The question requires me to show that the large eigenvalues of the system $$\frac{d^2w}{dx^2}=(x^4+x^2-\lambda^2)w$$ $w(\infty)=w(-\infty)=0$
$$\boxed{\lambda\sim 2^{\frac{1}{3}}\pi\left(\Gamma\left(\frac{1}{4}\right)\right)^{-\frac{4}{3}}\left(3n+\frac{3}{2}\right)^{\frac{2}{3}}+O(n^\frac{1}{3})}$$
Using the WKB approximation theory of matching I find the following Bohr–Sommerfeld quantization condition:
$$\int_{-\alpha}^{\alpha}\sqrt{\lambda^2-x^2-x^4}dx=(n+1/2)\pi$$
Where $\displaystyle \alpha=\sqrt{\frac{-1+\sqrt{1+4\lambda^2}}{2}}$
I'm not really sure how to simplify this to give the above.

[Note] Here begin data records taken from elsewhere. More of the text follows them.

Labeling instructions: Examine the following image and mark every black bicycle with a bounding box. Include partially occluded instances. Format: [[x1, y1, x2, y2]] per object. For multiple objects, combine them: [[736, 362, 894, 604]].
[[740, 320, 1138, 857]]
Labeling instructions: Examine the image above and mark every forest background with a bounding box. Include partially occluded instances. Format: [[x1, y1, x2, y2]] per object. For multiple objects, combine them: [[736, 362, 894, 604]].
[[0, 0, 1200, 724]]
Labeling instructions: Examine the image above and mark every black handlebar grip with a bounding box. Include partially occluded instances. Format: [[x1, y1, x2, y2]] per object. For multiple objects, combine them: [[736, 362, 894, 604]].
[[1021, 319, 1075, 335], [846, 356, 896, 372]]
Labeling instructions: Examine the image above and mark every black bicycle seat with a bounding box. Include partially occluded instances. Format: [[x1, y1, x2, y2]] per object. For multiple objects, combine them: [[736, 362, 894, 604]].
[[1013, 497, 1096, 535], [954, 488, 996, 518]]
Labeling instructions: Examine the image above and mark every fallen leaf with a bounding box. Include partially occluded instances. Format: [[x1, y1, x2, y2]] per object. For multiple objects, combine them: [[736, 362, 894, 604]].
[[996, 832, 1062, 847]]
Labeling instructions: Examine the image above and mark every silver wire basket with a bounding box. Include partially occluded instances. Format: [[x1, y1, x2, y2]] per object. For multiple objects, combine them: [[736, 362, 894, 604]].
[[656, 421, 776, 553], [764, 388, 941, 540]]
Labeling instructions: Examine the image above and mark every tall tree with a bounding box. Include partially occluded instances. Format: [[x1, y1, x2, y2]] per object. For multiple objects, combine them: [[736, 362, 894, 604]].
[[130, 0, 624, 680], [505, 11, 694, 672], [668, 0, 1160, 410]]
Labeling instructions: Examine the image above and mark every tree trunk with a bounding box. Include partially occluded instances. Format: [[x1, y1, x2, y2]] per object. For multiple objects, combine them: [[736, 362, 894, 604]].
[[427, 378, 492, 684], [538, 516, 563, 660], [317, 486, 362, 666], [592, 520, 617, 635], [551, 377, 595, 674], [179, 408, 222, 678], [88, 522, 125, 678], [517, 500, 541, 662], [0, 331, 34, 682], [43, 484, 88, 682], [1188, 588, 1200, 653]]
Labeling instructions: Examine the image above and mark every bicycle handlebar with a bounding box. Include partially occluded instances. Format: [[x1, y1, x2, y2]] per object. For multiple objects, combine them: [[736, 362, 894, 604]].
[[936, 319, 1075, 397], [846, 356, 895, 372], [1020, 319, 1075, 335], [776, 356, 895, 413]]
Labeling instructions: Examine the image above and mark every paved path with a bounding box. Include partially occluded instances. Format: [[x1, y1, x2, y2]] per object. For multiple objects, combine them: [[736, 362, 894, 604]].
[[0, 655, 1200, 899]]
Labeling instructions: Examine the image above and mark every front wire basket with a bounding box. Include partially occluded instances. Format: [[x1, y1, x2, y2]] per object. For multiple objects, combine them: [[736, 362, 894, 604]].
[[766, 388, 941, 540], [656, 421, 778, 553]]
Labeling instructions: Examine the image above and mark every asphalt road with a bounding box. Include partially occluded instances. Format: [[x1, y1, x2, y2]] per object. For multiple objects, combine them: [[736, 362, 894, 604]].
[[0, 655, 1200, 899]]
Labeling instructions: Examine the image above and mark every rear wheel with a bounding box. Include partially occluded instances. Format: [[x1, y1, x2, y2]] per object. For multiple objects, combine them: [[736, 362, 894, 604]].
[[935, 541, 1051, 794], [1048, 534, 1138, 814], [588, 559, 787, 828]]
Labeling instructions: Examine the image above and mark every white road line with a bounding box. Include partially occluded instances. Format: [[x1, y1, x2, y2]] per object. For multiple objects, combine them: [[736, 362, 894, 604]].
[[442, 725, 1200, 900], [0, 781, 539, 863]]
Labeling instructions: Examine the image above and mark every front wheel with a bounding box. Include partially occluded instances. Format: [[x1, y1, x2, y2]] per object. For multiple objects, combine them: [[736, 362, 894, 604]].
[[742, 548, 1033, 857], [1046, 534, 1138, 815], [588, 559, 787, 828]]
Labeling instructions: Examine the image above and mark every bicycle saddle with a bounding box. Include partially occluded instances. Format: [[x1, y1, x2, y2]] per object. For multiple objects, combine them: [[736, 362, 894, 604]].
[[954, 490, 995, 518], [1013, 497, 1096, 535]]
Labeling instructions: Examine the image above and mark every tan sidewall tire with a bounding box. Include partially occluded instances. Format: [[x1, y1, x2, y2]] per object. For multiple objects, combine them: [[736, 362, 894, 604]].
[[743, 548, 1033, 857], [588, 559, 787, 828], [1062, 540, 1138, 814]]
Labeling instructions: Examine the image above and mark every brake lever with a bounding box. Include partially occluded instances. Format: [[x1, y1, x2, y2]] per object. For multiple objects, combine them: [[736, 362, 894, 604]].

Not a full solution, but key steps.
The energy ($E=\lambda^2$) you search is defined at the stopping point ($x=\alpha$): $E=\alpha^4+\alpha^2$
You are using the semiclassical approximation and $\lambda^2>>1$ in your notations. Thus, we can drop $x^2$ and work only with $x^4$ to get the main asymptotic term: $E\approx\alpha^4$
Now, let's consider Bohr–Sommerfeld quantization conditions: $$I(\alpha)=\int_{-\alpha}^{\alpha}\sqrt{\lambda^2-x^2-x^4}dx\approx\int_{-\alpha}^{\alpha}\sqrt{\alpha^4-x^4}dx$$$$=\alpha^3\int_{-1}^{1}\sqrt{1-t^4}dt=\frac{\alpha^3}{2}\int_0^1\sqrt{1-u}u^{-\frac{3}{4}}du$$ $$I(\alpha)\approx\frac{\alpha^3}{2}B\,(\frac{3}{2};\frac{1}{4})=\frac{\alpha^3}{2}\frac{\Gamma(\frac{3}{2})\Gamma(\frac{1}{4})}{\Gamma(\frac{7}{4})}=\frac{\alpha^3}{3}\frac{\sqrt{\pi}\,\Gamma(\frac{1}{4})}{\Gamma(\frac{3}{4})}=\frac{\alpha^3}{3}\frac{\sin\frac{\pi}{4}\,\Gamma\,^2(\frac{1}{4})}{\sqrt{\pi}}$$
At the given level of approximation $E\approx\alpha^4\approx\lambda^2$, and $\alpha$ is defined by$$I(\alpha)\approx\frac{\alpha^3}{3}\frac{\sin\frac{\pi}{4}\,\Gamma\,^2(\frac{1}{4})}{\sqrt{\pi}}\approx(n+1/2)\pi$$
Please check the calculations.
For the reference I would recommend "Mathematical Methods for Physics and Engineering" of K.F. RILEY, M.P. HOBSON and S. J. BENCE. You may look through the section 25.7 (WKB method), pp 900-902, where the similar example is reviewed in details.